Bring-up + template push + first workspace:
`/srv/docker/coder/README.md`. The `.env` (docker GID, access URL,
Postgres password) is auto-generated by `./run.sh` — nothing to fill
in by hand.

This is a **pilot** against the standalone code-server stack above:
after a week of real use, one of them retires. Same security posture
as OpenHands (docker-socket holder, spawns code-running containers) —
Tailscale-only, never expose :7080 further.

## Claude Code on the box (remote-control)

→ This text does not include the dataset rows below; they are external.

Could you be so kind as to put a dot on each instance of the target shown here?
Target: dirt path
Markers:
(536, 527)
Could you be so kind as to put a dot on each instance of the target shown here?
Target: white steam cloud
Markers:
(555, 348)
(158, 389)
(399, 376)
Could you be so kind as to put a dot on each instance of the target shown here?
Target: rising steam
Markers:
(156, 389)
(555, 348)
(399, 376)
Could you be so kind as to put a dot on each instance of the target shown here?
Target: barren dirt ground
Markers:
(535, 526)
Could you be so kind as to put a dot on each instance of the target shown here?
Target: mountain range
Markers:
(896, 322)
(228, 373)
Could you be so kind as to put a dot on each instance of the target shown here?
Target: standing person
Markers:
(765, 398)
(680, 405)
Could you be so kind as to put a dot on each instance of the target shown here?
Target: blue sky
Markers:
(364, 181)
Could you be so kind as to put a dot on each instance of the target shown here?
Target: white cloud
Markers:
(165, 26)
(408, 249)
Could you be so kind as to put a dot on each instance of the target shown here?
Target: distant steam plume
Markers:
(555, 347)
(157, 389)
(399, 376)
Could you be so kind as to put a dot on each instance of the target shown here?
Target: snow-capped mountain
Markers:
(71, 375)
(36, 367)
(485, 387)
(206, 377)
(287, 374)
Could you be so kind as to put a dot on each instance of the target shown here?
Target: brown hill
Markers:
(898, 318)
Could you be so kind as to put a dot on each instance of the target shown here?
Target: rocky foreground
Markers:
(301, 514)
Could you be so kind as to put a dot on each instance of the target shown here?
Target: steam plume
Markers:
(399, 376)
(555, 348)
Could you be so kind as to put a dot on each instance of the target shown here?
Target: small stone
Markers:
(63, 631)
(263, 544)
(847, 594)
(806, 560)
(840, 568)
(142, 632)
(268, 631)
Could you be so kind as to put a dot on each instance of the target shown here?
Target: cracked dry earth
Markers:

For long unattended runs steered from a phone or browser — no IDE
involved — Claude Code's official Remote Control feature bridges a
session running on the box to claude.ai/code and the Claude mobile
app. Needs Claude Code ≥ 2.1.51 with a claude.ai login (Pro/Max plan;
API keys don't work for this), traffic relays outbound-only over TLS
to Anthropic — no inbound ports.

```sh
ssh framework
tmux new -s rc
cd ~/src/whatever
claude remote-control --name "Strix Halo"
# prints a session URL → open on any device, or find it in the
# session list at claude.ai/code / the Claude app's Code tab
```

Operational notes (state of the feature as of 2026-06):

- The local process is the engine — tasks keep executing with **no
  client attached**; clients are viewports. But if the process dies,
  the session is gone (no `--resume` equivalent for remote-control
  sessions yet, issue #30447). Hence tmux, always.
- It needs a TTY — `nohup`/systemd don't work. tmux satisfies this.
- `--spawn worktree` gives each connecting session its own git
  worktree; `--spawn same-dir` (default) shares the directory.
- Headless boxes print the session URL but no QR (#34764) — copy the
  URL or use the session list.
- Mobile clients sometimes drop after long idle (#28914, #34255);
  reconnecting always works — the task on the box is unaffected.
- Run `claude` interactively once per project dir first to clear the
  workspace-trust prompt before automating anything.